これまでの報告では、局在型ＳＰＲの特性（共鳴波長、ピークのシャープさ、感度など）は、金属微粒子の形状、サイズ、材質などによって変化することが知られている。本発明における凹構造でも、実際のセンサへの応用を考えようとすれば、その形状、サイズ等と共鳴特性の相関を把握する必要がある。

このような観点から、凹部５７の幅Ｗｍ、深さＤｍ、側壁面の傾斜角βと共鳴波長との関係について調べた。ここで用いた金属層５２の種類は、可視光域で局在型ＳＰＲが発生し、化学的に安定であり、かつ局在型表面プラズモン共鳴センサの材料として最も一般的なＡｕを用いて解析を行った。

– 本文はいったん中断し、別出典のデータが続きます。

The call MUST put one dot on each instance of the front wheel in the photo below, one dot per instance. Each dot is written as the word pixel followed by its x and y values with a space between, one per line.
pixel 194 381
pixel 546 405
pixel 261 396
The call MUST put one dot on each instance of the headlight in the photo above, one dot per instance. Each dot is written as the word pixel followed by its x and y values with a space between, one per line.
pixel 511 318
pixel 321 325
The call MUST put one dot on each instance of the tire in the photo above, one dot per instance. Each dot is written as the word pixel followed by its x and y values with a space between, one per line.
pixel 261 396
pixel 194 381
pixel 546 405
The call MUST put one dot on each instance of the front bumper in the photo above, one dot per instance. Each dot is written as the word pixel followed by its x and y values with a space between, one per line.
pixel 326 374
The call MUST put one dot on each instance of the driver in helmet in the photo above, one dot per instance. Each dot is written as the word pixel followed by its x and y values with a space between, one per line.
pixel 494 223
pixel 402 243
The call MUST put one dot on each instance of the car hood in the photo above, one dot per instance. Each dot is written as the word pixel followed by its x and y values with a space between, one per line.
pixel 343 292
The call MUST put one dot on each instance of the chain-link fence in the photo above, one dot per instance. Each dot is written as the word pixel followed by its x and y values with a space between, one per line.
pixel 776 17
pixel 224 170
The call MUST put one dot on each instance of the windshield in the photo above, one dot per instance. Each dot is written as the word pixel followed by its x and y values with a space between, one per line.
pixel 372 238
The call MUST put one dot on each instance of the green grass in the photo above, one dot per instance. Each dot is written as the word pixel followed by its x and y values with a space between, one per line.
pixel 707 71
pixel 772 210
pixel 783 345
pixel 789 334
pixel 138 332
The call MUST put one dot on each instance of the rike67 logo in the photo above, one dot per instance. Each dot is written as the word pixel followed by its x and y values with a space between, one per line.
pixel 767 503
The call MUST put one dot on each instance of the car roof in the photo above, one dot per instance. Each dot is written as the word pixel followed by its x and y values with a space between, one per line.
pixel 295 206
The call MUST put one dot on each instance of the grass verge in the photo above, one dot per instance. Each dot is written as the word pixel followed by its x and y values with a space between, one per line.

まず、凹部５７の幅と深さを変化させた場合の共鳴波長の変化を調べた。図１８は凹部５７の幅Ｗｍと深さＤｍをそれぞれ２０ｎｍから１００ｎｍまで変化させたときの共鳴波長の変化を表している。共鳴波長は、５０ｎｍ毎に区分された領域で表している。これは、凹部５７の側壁面の傾斜角β＝９０度、ピッチＰ＝２８０ｎｍ、検査試料溶液の屈折率ｎ＝１.３３として、ＲＣＷＡによるシミュレーションで解析したものである。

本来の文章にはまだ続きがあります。